The relationship between silence and shame indeed needs more exploration and MacCulloch says something truly helpful here: ‘The Enlightenment practice of history, part science, part story-telling and pragmatic observation of human nature, is a great gift to Christian truth.’ But I felt that he failed to link these two silences together, and was not able to make enough space within a single volume to do justice to these difficult cultural issues. It really needs to be a whole book in itself and I hope he will write it soon.

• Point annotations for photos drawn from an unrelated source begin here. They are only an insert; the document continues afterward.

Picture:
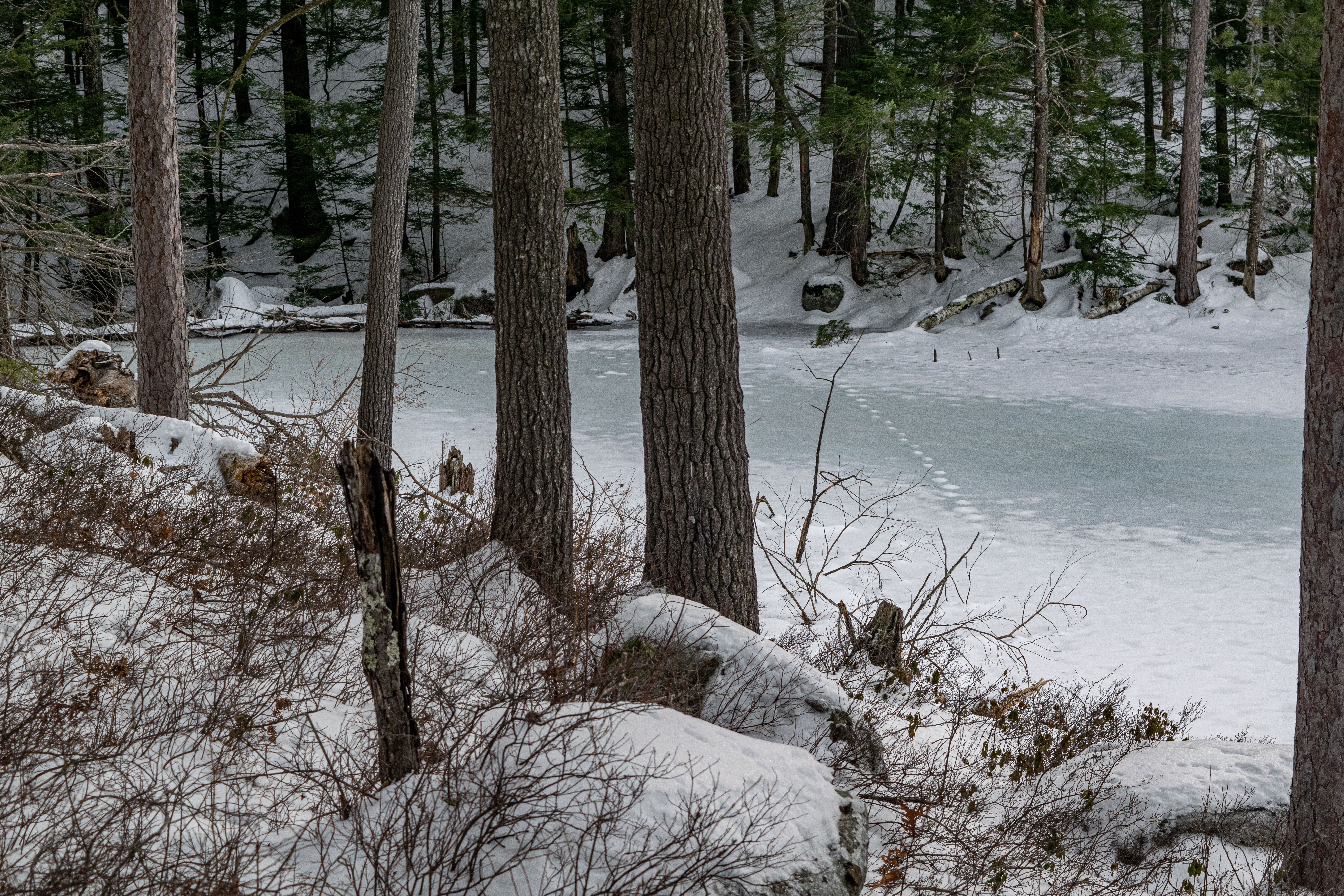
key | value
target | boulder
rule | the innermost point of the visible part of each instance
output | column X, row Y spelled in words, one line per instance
column 823, row 295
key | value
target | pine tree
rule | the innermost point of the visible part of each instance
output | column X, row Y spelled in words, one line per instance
column 534, row 481
column 1315, row 848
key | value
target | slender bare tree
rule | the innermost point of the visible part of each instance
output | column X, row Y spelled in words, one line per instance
column 1253, row 222
column 700, row 536
column 1187, row 238
column 388, row 228
column 1034, row 292
column 534, row 481
column 1315, row 850
column 155, row 210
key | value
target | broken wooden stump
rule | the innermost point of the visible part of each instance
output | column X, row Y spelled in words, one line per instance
column 456, row 475
column 251, row 477
column 96, row 377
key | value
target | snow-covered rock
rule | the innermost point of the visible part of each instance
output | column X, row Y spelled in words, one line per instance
column 757, row 688
column 614, row 799
column 1238, row 792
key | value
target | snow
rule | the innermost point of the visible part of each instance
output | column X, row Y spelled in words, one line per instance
column 759, row 688
column 587, row 760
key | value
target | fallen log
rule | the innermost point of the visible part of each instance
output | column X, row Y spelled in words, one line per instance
column 1010, row 287
column 1124, row 300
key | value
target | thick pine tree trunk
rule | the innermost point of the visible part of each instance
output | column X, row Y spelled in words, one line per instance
column 304, row 221
column 388, row 229
column 1253, row 224
column 243, row 101
column 372, row 503
column 700, row 536
column 1187, row 241
column 618, row 221
column 155, row 210
column 1034, row 292
column 534, row 481
column 1315, row 850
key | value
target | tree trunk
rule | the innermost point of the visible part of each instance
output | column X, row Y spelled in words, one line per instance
column 192, row 22
column 1034, row 293
column 243, row 101
column 155, row 210
column 1253, row 222
column 959, row 178
column 304, row 221
column 700, row 535
column 1315, row 848
column 1187, row 284
column 618, row 224
column 436, row 224
column 829, row 53
column 776, row 76
column 534, row 481
column 739, row 109
column 104, row 292
column 388, row 229
column 1151, row 31
column 847, row 214
column 474, row 60
column 1169, row 72
column 372, row 503
column 780, row 115
column 459, row 27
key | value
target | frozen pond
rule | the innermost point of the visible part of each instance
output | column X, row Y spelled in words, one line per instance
column 1181, row 522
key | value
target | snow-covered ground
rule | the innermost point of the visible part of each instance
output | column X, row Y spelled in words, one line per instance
column 1154, row 453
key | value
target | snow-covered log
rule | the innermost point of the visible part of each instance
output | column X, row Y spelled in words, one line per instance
column 1126, row 300
column 1009, row 285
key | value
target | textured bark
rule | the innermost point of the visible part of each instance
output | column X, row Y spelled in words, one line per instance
column 155, row 209
column 618, row 222
column 1187, row 248
column 388, row 229
column 700, row 535
column 243, row 100
column 1315, row 850
column 1253, row 222
column 304, row 221
column 1034, row 293
column 534, row 459
column 370, row 500
column 436, row 215
column 1151, row 33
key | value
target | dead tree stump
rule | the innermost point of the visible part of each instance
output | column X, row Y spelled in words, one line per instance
column 97, row 378
column 370, row 499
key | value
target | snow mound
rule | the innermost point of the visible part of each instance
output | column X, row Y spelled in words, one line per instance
column 759, row 688
column 167, row 443
column 1236, row 790
column 611, row 799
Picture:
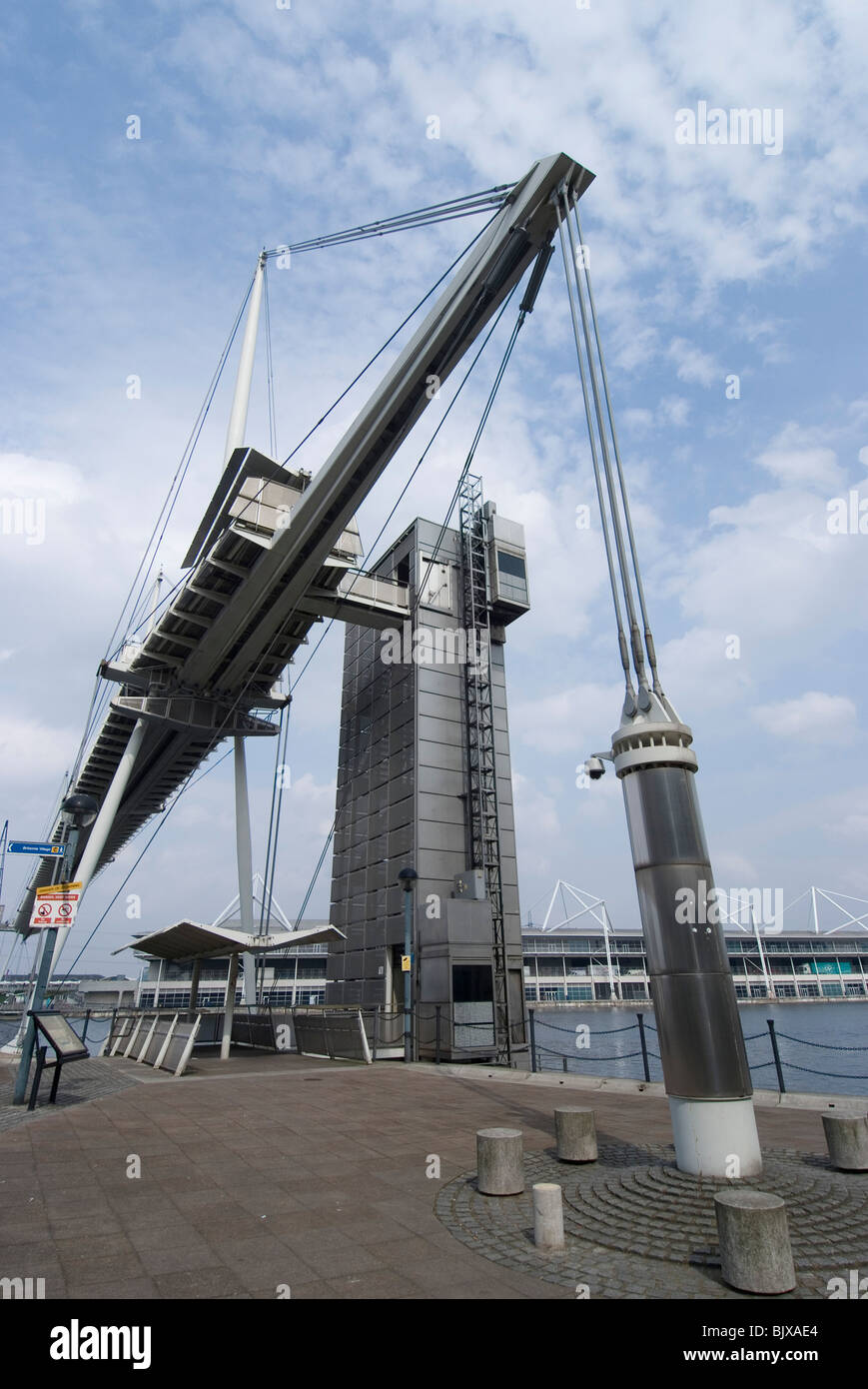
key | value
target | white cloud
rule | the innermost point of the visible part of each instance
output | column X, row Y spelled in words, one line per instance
column 22, row 476
column 811, row 718
column 796, row 459
column 693, row 364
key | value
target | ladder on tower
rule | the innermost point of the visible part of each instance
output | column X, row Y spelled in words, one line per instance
column 482, row 811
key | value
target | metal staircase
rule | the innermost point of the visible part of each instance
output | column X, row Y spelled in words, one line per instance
column 482, row 814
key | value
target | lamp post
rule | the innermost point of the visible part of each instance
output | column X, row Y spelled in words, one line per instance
column 406, row 878
column 81, row 810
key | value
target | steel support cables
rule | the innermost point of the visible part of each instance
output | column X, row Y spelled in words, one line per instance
column 614, row 514
column 612, row 498
column 622, row 647
column 491, row 198
column 649, row 638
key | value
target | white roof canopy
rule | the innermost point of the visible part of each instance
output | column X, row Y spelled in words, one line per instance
column 188, row 939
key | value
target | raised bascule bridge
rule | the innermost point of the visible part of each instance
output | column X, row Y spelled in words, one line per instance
column 426, row 766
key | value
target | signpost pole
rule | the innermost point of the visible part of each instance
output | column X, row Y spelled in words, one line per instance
column 49, row 939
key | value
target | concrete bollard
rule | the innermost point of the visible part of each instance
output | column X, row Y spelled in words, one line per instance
column 754, row 1238
column 500, row 1163
column 847, row 1140
column 576, row 1135
column 547, row 1215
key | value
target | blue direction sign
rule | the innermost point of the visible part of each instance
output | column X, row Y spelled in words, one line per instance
column 25, row 846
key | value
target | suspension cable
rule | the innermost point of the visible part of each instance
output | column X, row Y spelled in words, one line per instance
column 423, row 217
column 610, row 483
column 273, row 427
column 622, row 647
column 649, row 640
column 195, row 437
column 391, row 339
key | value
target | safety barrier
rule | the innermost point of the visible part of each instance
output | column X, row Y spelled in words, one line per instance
column 539, row 1051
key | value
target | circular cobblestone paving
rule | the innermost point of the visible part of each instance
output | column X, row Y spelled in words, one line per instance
column 636, row 1227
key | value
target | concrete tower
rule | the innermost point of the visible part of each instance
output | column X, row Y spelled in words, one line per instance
column 424, row 714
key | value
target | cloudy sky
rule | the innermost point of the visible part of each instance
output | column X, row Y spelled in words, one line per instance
column 266, row 123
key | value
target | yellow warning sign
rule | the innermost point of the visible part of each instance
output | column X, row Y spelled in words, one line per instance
column 56, row 905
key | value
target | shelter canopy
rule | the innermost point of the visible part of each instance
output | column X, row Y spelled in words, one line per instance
column 189, row 939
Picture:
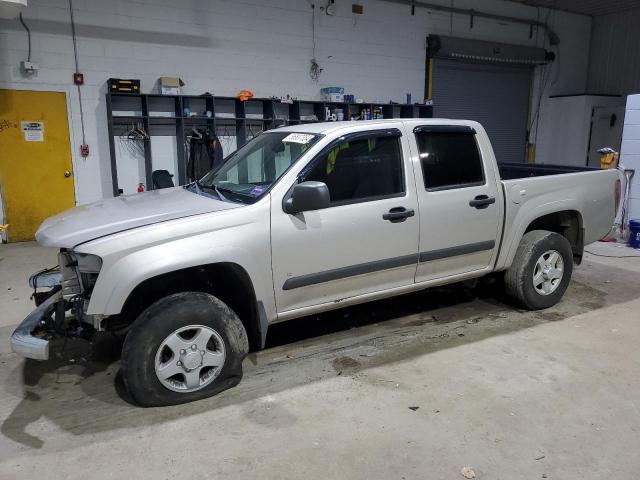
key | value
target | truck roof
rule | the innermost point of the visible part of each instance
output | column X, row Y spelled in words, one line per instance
column 327, row 127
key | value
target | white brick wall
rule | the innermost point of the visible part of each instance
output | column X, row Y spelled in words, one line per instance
column 630, row 151
column 222, row 46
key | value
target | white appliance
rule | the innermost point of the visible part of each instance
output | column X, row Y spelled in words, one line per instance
column 571, row 128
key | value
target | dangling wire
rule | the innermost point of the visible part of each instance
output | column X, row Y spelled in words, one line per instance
column 28, row 37
column 314, row 69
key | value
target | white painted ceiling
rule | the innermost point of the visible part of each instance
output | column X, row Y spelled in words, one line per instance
column 586, row 7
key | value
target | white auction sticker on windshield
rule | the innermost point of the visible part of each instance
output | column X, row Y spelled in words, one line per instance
column 303, row 138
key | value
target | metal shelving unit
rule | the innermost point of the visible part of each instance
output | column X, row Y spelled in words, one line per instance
column 185, row 112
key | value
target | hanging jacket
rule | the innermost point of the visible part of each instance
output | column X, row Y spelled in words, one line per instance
column 204, row 155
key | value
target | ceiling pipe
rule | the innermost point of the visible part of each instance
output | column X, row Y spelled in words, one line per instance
column 553, row 36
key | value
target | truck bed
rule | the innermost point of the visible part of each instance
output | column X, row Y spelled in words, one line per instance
column 511, row 171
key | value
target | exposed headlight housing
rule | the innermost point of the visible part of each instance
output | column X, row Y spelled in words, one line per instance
column 79, row 273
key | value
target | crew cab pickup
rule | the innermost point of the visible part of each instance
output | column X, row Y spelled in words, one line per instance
column 300, row 220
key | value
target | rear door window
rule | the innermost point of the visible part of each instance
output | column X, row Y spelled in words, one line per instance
column 449, row 158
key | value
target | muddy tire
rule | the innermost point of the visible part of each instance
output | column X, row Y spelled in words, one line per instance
column 184, row 347
column 541, row 270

In the meantime the final pages here have a rather breathless quality as we hurtle from homosexuality among Anglo-Catholic clergy, the shame of the Holocaust, the connections between music and silence, New Age mind-body-spirit publications and the positive role of mystical theology in ecumenical endeavours. The final section needs perhaps to be wrapped in a deeper meditative silence to support the complexities and pain of its subject.
Finally, a whole third of the book is taken up with notes and references and suggested further reading in a way that is generous and helpful and encouraging. For all the problems it raises this is a rich engaging book. Read it.